The Château de Gizeux is an important edifice, dating from the Middle Ages and much altered over the centuries, notably during the French Renaissance and the Age of Enlightenment.

The Château de Gizeux in located in the commune of Gizeux in the Indre-et-Loire département of France, in what used to be the province of Anjou. It is one of the Châteaux of the Loire.

The château stands at the heart of the Parc naturel régional Loire-Anjou-Touraine. The building is 250 metres long, making it the longest château in Touraine angevine.

== Geography ==
The Château de Gizeux is situated some fifteen kilometres north of Bourgueil and 25 kilometres from Saumur, within the green and wooded parc naturel régional de Loire-Anjou-Touraine. It is midway between Angers and Tours.

The château was part of the former province of Anjou and today is in Touraine angevine. It was built on the site of a 14th-century castle.

== History ==

Château de Gizeux formerly in Anjou
 in the sénéchaussée of Saumur.

The manor of Gizeux belonged to the family of the poet Joachim du Bellay from 1315 to 1660.

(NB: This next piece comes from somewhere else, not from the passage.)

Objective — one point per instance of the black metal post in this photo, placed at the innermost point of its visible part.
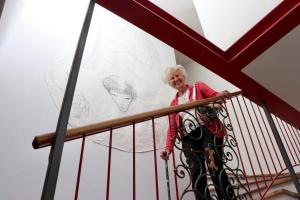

The château then became the property of several marquises of Gizeux from the family of Contades.

In 1789, during the French Revolution, Prince Louis Gabriel de Contades (1759–1825), opposing the revolutionaries, had to flee from French soil and find refuge in Saint-Domingue. He only returned to Gizeux in 1801.

The Château de Gizeux was a dependency of the sénéchaussée de Saumur and the former province of Anjou.

In 1790, this part of Anjou, stretching from Bourgueil in the south to Château-la-Vallière in the north and including Gizeux, was attached to the département of Indre-et-Loire.

== Description ==
The buildings have conserved the parts built at different times. Thus, the medieval style mixes with that of the Renaissance.

The château has two large galleries of paintings: the Galerie François Ier (François I) decorated with Italian paintings form the start of the 17th century, and the Grande Galerie des Châteaux decorated with late 17th-century painting, including panels representing royal palaces and rural scenes covering more than 400 m^{2}.

The park land was established in 1829.

Nearby, a church houses the Du Bellays' splendid tombs. The extremely rare 17th-century orants were made of white marble by Ghislain (known as Cambrai), director of the Académie royale de peinture et sculpture in Paris.

The Château de Gizeux has been listed since 1945 as a monument historique by the French Ministry of Culture.